Il Governo è nominato
dal Presidente della Repubblica e non, come erroneamente si vuol fare
credere, eletto dal popolo.
Una volta nominato, il
Governo deve presentarsi alle Camere per ottenere la fiducia.
Nella Repubblica
Parlamentare, dunque, il Parlamento svolge un ruolo centrale. La
nostra è una repubblica, come prefigurata dai costituenti del
1946/48, “radicalmente” parlamentare.
Il Governo decide,
attraverso la sua maggioranza parlamentare, la politica nazionale.

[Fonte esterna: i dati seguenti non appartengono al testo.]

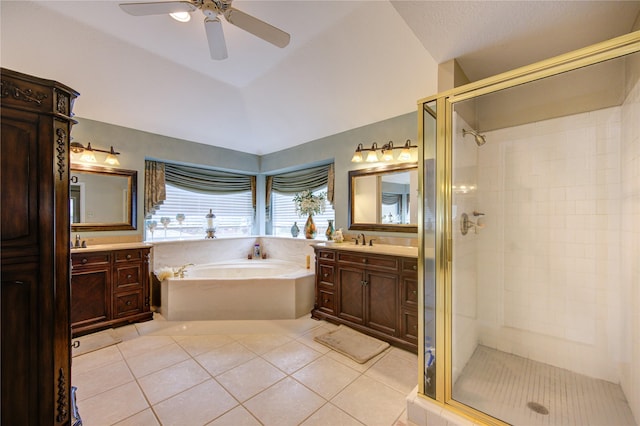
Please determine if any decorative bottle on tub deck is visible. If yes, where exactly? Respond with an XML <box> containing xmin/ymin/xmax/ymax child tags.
<box><xmin>291</xmin><ymin>222</ymin><xmax>300</xmax><ymax>238</ymax></box>
<box><xmin>324</xmin><ymin>219</ymin><xmax>335</xmax><ymax>241</ymax></box>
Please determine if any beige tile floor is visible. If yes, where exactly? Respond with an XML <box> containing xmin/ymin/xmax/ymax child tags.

Ciò è pacifico, però dirigere la politica nazionale non può
significare invadere un potere che non è (né può esserlo
sostanzialmente in base alla teoria della divisione dei poteri da
Montesquieu in avanti) suo.
Mi riferisco ovviamente
al potere legislativo che non appartiene al Governo ma al
Parlamento.
Ciò significa,
elementarmente, che se il Governo ha la possibilità di
orientare/dirigere, senza ombra di dubbio, la sua maggioranza
parlamentare, la forma di governo parlamentare si trasforma, di
fatto, in un'altra cosa. Non in una Repubblica presidenziale nella
quale i poteri del presidente sono fortemente limitati dal
Parlamento che può esprimere una maggioranza diversa dal partito del
presidente (come accade adesso negli USA), e una Magistratura
assolutamente autonoma dagli altri due poteri, ma in una “cosa
ibrida”, cioè formalmente parlamentare ma di fatto né
parlamentare né presidenziale: di fatto un “premierato assoluto”
senza pesi e contrappesi. Vedremo dopo perché.
Il bicameralismo (il
potere legislativo appartiene a due Camere elettive – Camera dei
deputati e Senato) può essere perfetto o imperfetto.
Nel primo caso le camere
svolgono le stesse funzioni. Nel secondo funzioni differenziate. Ciò
avviene ad esempio in Germania, dove all’assemblea legislativa
“Bundestag” eletta a suffragio universale, con sistema
rigorosamente proporzionale, che elegge il cancelliere, è
affiancato un Senato “degli stati” (la Germania è una Repubblica
federale) – Bundestrat.
Dico subito che il
riferimento che fanno i sostenitori della riforma al sistema tedesco
appare incongruo, posto che la Germania ha una “forma di stato”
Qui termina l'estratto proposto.